Below is a code snippet.
C#
using System;
using RGiesecke.DllExport;
using System.Runtime.InteropServices;
public class TestExport
{
[DllExport]
public static int Test(string TestString)
{
return TestString;
}
}
Declare Function Test lib "TestExport.dll" (msg as CString) AS String
Msg ( Test ("Hello, .NET Class Library DLL!"))
This thread is fantastic! We’ve managed to get this working brilliantly. I do have a question about .dll’s though… Our .Net compiled dll calls a number of other dll’s. We’re finding that we need to manually add them to our debug build folder next to the application in order for the debug build to work correctly (i.e. before we call the function that access the ell).
Is there a way to add the dll’s to the build folder automatically at runtime or can I put them somewhere else so that my debug builds function properly? I’d like to say I’m an expert coder and don’t ever need to test a debug build…but I’m far from it
Just another vote for possibly the best forum thread of the year;) These methods of creating .NET dll’s have been very handy of late.
I do have a problem with deployment though. My newly created dll works fine on my development machine with ‘Register for com interop’ selected but on a client pc I’m having a lot of problems.
Even using REGASM, I’m finding that my dll isn’t working. It has some dependant dll’s and I’m sure this is the case, but to date, without installing visual studio on the clients machine I’m having problems registering. Is there a simple way to determine what isn’t being found as far as dependencies are concerned?
Cheers,
James
I gave up for now on the deployment of a Com Object (ActiveX) at around 2am. At 3am I had a fully working system using Robert Giesecke’s unmanaged exports (Thanks Gary!).

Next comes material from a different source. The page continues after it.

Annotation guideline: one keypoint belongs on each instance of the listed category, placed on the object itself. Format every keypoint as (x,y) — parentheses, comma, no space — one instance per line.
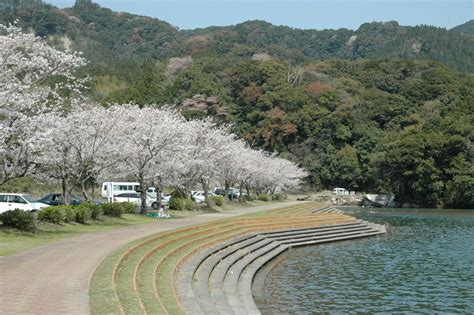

I did have a few problems with the classes having to be set as static but I got around that by having the externally visible classes set to static and then having these call my complex multi class internal routines. Happy to post code if anyone stumbles across this thread in the future and requires it. Just let me know.
So onto question 2:
I’m using soft declares to connect to my shiny new .dll. They work fine, but are not being released on app quit. If I try to build or run again, the app will not load unless I log out and back in again. Is there a way to force release the dll on app quit?
Question 3 is another curly one relating to thread safety. I’m hoping to call this dll from a few places in my program, but I’m finding that it isn’t thread safe and I’m getting unintended stuff happening. Do I need to make my dll thread safe of is there a way in Xojo to protect it? If I run two apps at the same time accessing the dll it works fine.
Thanks again guys. Hopefully this tread is adding some value to the body of knowledge. I know it’s been a steep learning curve for me!